Trick: when you click on the Organism pop-up menu, the number of organisms displayed may be relatively large depending on the RSAT server (for example, there are several thousands of bacteria). You can type a subset of the species name in order to select the matching organisms. For example, typing “MG1655” will restrict the list of displayed species and allow you to easily select the desired one.
Besides Genes, click the radio button all. You thus don’t ned to fill up the Genes text area, since you want all the genes of E.coli.
Leave all other parameters unchanged and press GO.
After a few seconds the server will show you the retrieve-seq result page, with a link to the sequences (fasta file), and a Next Step table proposing you to send the resulting sequences as input to other RSAT tools for further analysis.
We will now scan the same sequences (annotated binding sites and collection of all promoters) with the position-specific scoring matrix obtained from RegulonDB. Do to so, we will need to define a crucial parameter: the threshold to consider or not a given sequence as a binding site.
The primary score returned by motif search programs is the so-called weight score. However, defining a threshold on this scrore is somewhat arbitrary, especially because it is easier to achieve a high score with a larger matrix than with a narrow one. The weight score shold thus always be relativized to the matrix width, and to other parameters.
One way to normalize the sequence scanning is to set the thresholds on p-values rather than on weight scores.
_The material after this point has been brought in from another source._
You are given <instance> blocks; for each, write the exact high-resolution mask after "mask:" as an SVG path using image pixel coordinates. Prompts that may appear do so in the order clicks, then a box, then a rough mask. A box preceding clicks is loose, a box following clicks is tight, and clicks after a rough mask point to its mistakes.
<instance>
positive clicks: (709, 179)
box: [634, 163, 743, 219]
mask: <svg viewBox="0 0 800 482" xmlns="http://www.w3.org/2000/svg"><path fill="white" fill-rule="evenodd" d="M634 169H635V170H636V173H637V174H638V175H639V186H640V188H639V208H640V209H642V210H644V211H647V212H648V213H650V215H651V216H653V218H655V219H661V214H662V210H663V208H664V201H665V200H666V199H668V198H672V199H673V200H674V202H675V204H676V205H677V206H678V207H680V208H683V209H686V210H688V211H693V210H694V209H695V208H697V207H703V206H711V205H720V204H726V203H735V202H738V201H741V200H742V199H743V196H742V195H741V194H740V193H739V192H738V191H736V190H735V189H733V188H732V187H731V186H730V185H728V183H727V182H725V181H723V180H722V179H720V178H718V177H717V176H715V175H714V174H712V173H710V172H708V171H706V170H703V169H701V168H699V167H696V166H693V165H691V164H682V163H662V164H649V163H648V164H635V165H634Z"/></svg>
The RSAT tool matrix-scan allows to directly specify a threshold on the p-value.
Before the actual scanning, we recommend to use the tool matrix-distrib, which computes a complete distribution of p-values for all the possible weight scores that can be computed with a given matrix.
Use the RSAT tool matrix distribution to compute the theoretical distribution of probability for your motif.
Given the size if the upstream sequence set, estimate the number of false positives that would be expected with different threshold values on the weight score: 0, 3, 5, 7, 8, 10.
Compute the number of sites and the sensitivity (fraction of sites recovered) achieved when scanning the annotated binding sites in different conditions:
Compute the same statistics with a randomized version of your matrix, generated with permute-matrix.
How many binding sites and target genes do you obtain when you scan the whole set of promoters in the same conditions, but with a permuted version of the matrix?
In the exercise above, you performed different tasks to evaluate the capability of a TF binding motif (consensus, matrix) to predict binding sites. This evaluation included two complementary parameters: the sensitivity (i.e. fraction of actual binding sites detected) and false posiive rate.
The program matrix-quality automatically runs a series of similar analyses to estimate the tradeoff between sensitivity and false posigive rate, by combining theoretical and empirical distributions of scores computed in various conditions:
Collect the numbers of binding sites predicted in all the conditions above, and compute the derived statistics when possible: FPR, Sensitivity (see concept definitions for a definition of these statistics).
Summarize the most relevant results in a short paragraph, and draw your conclusions about the reliability of the different versions of the motif (consensus, matrix) to predict binding sites.